Dare has more than a passing familiarity with gunpowder. There was none here.
“Go, Loki,” Dare says.
“Are you sure you don’t need help?” Loki asks, producing another flask from his cloak.
“I’m sure I don’t want your help,” Dare replies. He steps toward the gate and squeezes the stone tighter. He hardly has any energy left, in the stone, or in himself, but Loki is waiting. What damage could that man do on Earth where the inhabitants have so little defense from magic?
Loki gives Dare a manic, sharp-toothed grin, and spreads his hands. “I’m right here if you need me.”
Dare has to do this, and he has to do this now, without Loki. Taking a deep breath, turning the stone in his hands, he concentrates on pulling back the veil of space and time between Alfheim’s land of the Night Elves and Earth.
There is rainbow light, and then white light and heat so bright he bends in pain. Unbloody Helheim, of course it would be daylight. He takes a deep breath of air that is hot and humid, sees what might be the shadows of trees, and hears someone say, “There was no scheduled arrival.”
“Hit him!”
And then everything goes white.
Too sick.
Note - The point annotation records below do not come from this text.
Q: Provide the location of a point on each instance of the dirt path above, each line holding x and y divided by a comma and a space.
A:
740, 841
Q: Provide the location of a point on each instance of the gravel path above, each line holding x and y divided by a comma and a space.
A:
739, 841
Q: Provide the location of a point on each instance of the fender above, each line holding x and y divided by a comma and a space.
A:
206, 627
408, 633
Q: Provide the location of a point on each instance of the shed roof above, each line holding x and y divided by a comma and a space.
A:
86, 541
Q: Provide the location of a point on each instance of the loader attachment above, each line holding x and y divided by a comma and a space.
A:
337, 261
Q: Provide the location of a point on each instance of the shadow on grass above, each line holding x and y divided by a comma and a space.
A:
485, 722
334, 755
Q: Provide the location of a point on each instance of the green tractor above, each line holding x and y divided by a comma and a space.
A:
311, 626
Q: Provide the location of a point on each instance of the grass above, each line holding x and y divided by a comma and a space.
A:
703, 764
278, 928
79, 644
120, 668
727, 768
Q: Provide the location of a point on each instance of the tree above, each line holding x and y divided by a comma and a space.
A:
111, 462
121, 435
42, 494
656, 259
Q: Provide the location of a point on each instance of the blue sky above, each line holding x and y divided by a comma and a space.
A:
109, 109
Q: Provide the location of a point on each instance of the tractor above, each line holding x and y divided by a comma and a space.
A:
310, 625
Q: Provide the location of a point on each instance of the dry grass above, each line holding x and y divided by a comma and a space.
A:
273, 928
Can’t make it.
Scowling at the text from Veronica, Penny wobbles on one high heel and tries to itch her calf with the other.
Next weekend?
Penny frowns, and tugs at the bottom of her borrowed skirt, cursing as her nails tear the hose. Her feet already hurt. Some people like getting dressed up like this? Ugh.
Don’t go without me! Veronica writes. It could be dangerous.
Penny blows her bangs out of her eyes. No, she’s doing this tonight. It took her forever to get her nerve up.
Don’t worry. Get better. Penny texts back to Veronica.
The line outside the club edges forward, and Penny moves with it. She’s surrounded by girls in skimpy outfits, and a few guys dolled up nearly as much as the girls. As far as she can tell, she’s the only person in this line alone. She looks across the street. A blinking sign advertises, “Guns! Guns! Guns! Pawn and Guns!” She swears that once you get past the spires of the theme parks, there is a pawn and gun shop on every block in Orlando. She believes in the second amendment, but it seems a bit much.